Jobs and the Economy: Strengthen competitiveness by connecting businesses and workers, fuel sector innovation from small business to agriculture and tech, expand access to capital with grants and microloans, appoint a Chief Innovation Officer, cut unnecessary regulatory red tape, grow regional economic hubs, launch a Business Navigator, and invest in infrastructure, education, workforce training, public safety, and environmental protection.
Livable Communities and Transportation: Improve mobility and safety by repairing roads, reducing congestion and emissions, expanding transit, biking, and walkability, investing in safe streets for children, addressing airport impacts on neighborhoods, advancing environmental justice near traffic corridors, and partnering with local governments on community development.
Our Land, Air, and Water: Strengthen state environmental protections by expanding monitoring and enforcement, restoring federal safeguards where needed, opposing public‑land sell‑offs, appointing a Chief Resilience Officer, supporting wildfire prevention and firefighter resources, and promoting Colorado’s outdoor economy.
Our Rights and Freedoms: Defend state authority and civil rights by protecting federal funding, upholding Colorado’s voting laws, resisting unlawful federal actions, defending reproductive and LGBTQ+ rights, guarding public lands, advancing climate protections, and enforcing state limits on federal immigration enforcement.
Public Safety: Enhance community safety through investment in law enforcement recruitment and training, support for mental‑health resources and co‑responder programs, responsible gun‑safety laws and expanded prevention efforts, equitable bail practices, opioid and addiction interventions, data‑driven crime strategies, and youth‑focused prevention programs.
Reimagining State Government: Make state government more responsive and efficient by improving constituent services, using technology to boost efficiency, convening a statewide discussion on constitutional constraints, partnering with tribal nations and local governments, and helping smaller jurisdictions access federal funding.
Rural Development: Elevate rural voices and economic opportunity by ensuring meaningful input in policymaking, rejecting one‑size‑fits‑all regulations, appointing a Director of Rural Affairs, creating a rural economic plan, completing broadband buildout, and supporting innovations to address food deserts.
Safeguarding Our Water: Protect Colorado’s water through collaborative water‑user governance, defense of interstate water rights, funding the Colorado Water Plan, preventing buy‑and‑dry schemes, and promoting conservation, reuse, and smart storage solutions.

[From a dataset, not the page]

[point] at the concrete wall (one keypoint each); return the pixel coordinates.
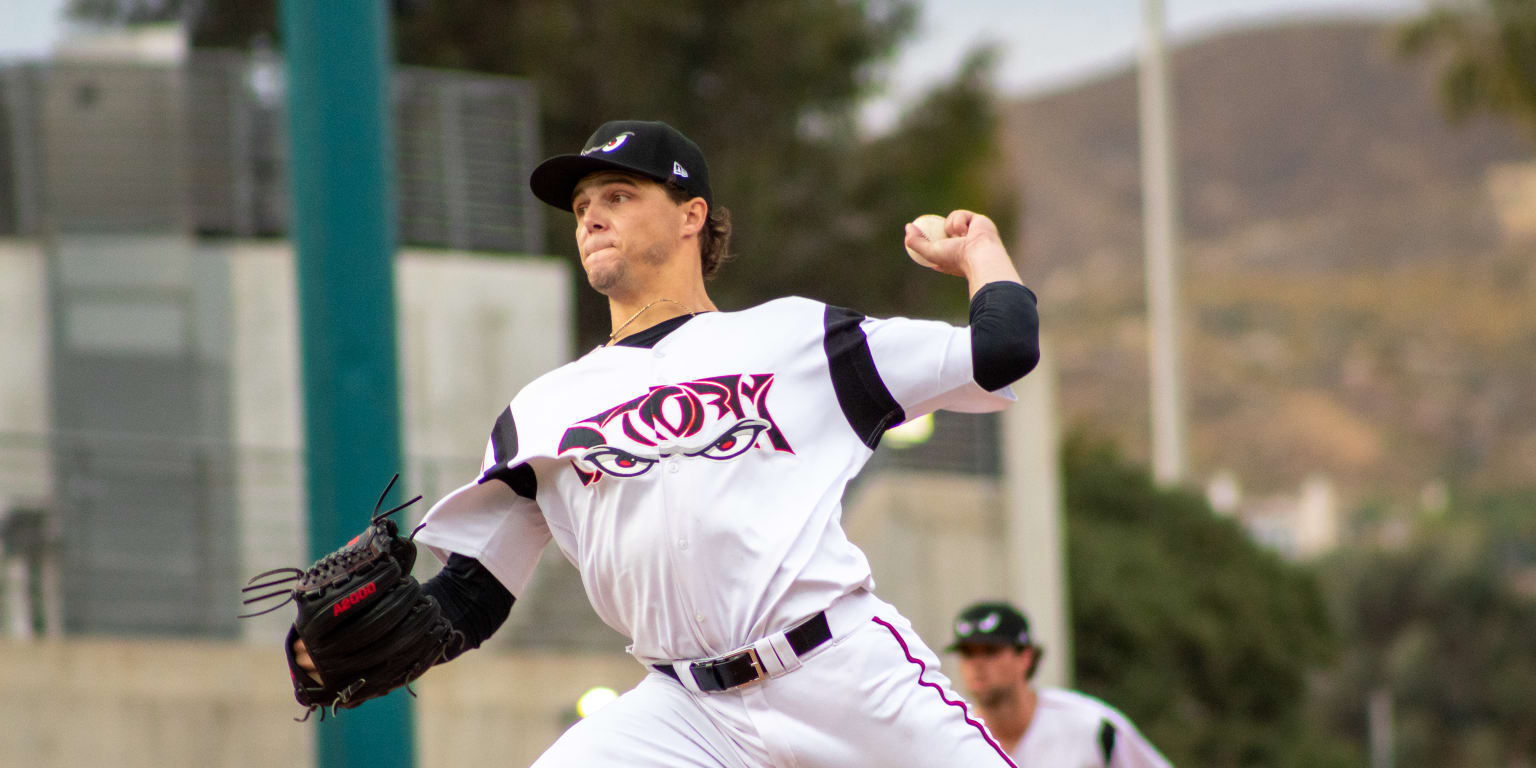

Workforce Development: Expand pathways to good‑paying jobs with an Earn‑and‑Learn Promise, launch ColoradoCorps for public‑service careers, scale zero‑interest training loans and stipends, and increase work‑based learning and credentialing opportunities for students.
Youth Mental Health: Support youth well‑being by creating a statewide mentorship program, increasing access to in‑school mental‑health professionals, holding social platforms accountable for harms to children, and encouraging outdoor activities to reduce screen time and promote healthy development.